No Rio de Janeiro, onde a instalação dos equipamentos coloca em risco aspectos urbanísticos, o assunto é regulado por um decreto bem mais recente, publicado na administração Eduardo Paes em 2012 e que serve de base para as negociações entre a Secretaria de Conservação e Serviços Públicos e as operadoras.

Um dos avanços mais importantes para a solução do conflito é um projeto de lei elaborado pelo senador Vital do Rêgo (PMDB-PB), conhecido como "lei geral das antenas". Aprovado no Senado, foi encaminhado à Câmara, onde passou pelo exame de uma comissão especial e recebeu emendas, aguardando votação em plenário. O deputado Edson Santos (PT-RJ), relator da comissão que examinou o documento, acha que a nova lei pacificará as partes: "A lei padroniza a forma de liberação da instalação das antenas", disse ele.

Uma das propostas do texto é que as prefeituras não levem mais de 60 dias para decidir sobre os requerimentos apresentados pelas operadoras: "Com uma lei geral sobre as antenas, acaba a confusão de legislações, até mesmo contraditórias, que existe no país. É fundamental dispormos desse instrumento de padronização do processo de licenciamento, para que os investimentos das operadoras possam ser feitos com segurança", completa Santos.

O presidente da associação Telcomp, João Moura, admite que essa lei ajudará a criar uma norma geral "que respeite a autonomia municipal para a tomada de decisões, mas ao mesmo tempo crie um referencial mais consistente que facilite a implantação de redes", já que existe uma confluência de regimes de competência: "Uma antena depende de equipamentos homologados pela Anatel - que é federal. E as operadoras, ao adquirirem suas licenças, precisam explorar o serviço e implantar redes. A superposição entre esferas federal e municipal deve ficar pacificada nessa lei", afirma.

O deputado Santos concorda: "Existe conflito entre diversas instâncias de governo e uma proliferação de leis que dificulta as empresas a cumprir suas obrigações no que diz respeito à instalação da infraestrutura para o serviço de telefonia nas grandes cidades".

Por isso, o ambiente continua complexo e essa complexidade se traduz em custo Brasil, diz Moura: "Em cada município onde vão fazer instalações, as operadoras têm de aprender a legislação local e se submeter a exigências nem sempre racionais", observa ele. "Uma cidade no Estado de São Paulo", exemplifica, "instituiu a cobrança de análise de projeto de até R$ 5,00 por metro linear, e de fiscalização da rede a R$ 0,50, por metro ao ano.
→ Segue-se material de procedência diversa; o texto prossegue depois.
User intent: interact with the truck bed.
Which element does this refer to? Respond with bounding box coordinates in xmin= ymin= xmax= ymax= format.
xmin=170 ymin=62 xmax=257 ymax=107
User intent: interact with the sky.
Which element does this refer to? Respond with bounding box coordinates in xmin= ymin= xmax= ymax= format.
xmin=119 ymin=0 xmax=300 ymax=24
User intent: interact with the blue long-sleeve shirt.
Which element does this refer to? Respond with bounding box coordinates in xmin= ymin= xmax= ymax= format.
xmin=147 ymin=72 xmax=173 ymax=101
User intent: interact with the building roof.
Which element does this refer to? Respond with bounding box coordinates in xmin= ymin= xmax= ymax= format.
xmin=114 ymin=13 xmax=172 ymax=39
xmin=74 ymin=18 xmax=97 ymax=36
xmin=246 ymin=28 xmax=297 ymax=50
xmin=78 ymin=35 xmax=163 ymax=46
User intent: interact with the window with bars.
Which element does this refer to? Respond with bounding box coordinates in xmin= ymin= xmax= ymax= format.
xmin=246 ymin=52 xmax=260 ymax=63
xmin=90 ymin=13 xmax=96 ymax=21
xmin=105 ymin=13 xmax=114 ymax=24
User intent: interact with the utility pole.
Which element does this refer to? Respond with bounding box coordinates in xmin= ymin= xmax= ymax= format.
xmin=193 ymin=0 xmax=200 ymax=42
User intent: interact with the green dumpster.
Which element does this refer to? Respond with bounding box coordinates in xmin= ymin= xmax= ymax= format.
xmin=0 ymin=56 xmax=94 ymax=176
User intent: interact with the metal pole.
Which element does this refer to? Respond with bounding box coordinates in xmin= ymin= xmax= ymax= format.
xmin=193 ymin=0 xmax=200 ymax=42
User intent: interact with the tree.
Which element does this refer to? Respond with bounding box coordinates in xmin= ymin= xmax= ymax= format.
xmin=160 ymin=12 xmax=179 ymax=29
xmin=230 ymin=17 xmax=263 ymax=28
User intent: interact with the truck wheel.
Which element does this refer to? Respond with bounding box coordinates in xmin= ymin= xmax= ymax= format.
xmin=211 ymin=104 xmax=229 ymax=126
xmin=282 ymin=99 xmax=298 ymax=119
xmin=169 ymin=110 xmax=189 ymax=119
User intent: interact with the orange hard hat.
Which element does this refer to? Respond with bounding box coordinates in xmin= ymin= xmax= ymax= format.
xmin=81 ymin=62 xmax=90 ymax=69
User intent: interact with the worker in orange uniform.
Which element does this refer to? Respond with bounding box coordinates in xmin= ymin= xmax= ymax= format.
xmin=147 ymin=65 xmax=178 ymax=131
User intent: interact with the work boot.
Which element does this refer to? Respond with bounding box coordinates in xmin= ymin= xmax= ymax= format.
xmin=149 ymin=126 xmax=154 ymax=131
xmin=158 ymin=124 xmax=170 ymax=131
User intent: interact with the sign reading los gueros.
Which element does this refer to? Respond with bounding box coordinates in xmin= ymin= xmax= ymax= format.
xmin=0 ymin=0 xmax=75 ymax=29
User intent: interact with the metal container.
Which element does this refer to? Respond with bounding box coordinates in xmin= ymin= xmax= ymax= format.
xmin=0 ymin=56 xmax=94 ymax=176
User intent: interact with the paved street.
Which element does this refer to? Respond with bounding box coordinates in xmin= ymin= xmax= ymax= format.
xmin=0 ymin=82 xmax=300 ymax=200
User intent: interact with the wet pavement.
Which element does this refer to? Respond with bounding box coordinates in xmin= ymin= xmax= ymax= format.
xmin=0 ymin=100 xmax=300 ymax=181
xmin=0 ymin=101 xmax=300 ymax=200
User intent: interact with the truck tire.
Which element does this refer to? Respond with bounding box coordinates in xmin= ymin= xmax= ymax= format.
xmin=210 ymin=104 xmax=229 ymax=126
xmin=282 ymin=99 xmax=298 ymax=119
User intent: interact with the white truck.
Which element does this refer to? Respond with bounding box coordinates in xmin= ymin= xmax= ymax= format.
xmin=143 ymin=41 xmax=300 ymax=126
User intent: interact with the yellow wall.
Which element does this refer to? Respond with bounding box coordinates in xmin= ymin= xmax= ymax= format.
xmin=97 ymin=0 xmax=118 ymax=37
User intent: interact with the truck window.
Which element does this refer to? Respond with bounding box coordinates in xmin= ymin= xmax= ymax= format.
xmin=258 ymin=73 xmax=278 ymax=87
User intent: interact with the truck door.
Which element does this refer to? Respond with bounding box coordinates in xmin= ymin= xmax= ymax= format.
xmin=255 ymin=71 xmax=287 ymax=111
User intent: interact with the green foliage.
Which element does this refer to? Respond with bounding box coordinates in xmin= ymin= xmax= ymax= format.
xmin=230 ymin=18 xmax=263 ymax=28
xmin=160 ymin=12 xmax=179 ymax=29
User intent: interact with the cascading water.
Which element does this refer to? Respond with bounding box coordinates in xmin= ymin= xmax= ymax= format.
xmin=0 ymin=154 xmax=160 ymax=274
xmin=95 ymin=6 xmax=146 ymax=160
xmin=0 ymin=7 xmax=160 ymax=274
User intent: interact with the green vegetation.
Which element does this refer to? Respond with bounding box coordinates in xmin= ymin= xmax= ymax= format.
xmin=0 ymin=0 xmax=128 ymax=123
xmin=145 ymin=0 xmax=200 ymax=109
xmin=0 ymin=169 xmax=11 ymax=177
Como um metro de cabo óptico, com 12 fibras, custa R$ 2,20, as taxas cobradas representam mais do que o dobro do valor da fibra."

Amadeu Castro, diretor da GSMA, associação das operadoras que usam o sistema GSM, diz que a expansão da tecnologia 4G pode ser feita parcialmente com a instalação de antenas em torres já existentes, desde que sua estrutura suporte a nova carga, mas isso será insuficiente: "É necessário implantar novos sites porque o alcance do 4G é menor do que o do 3G".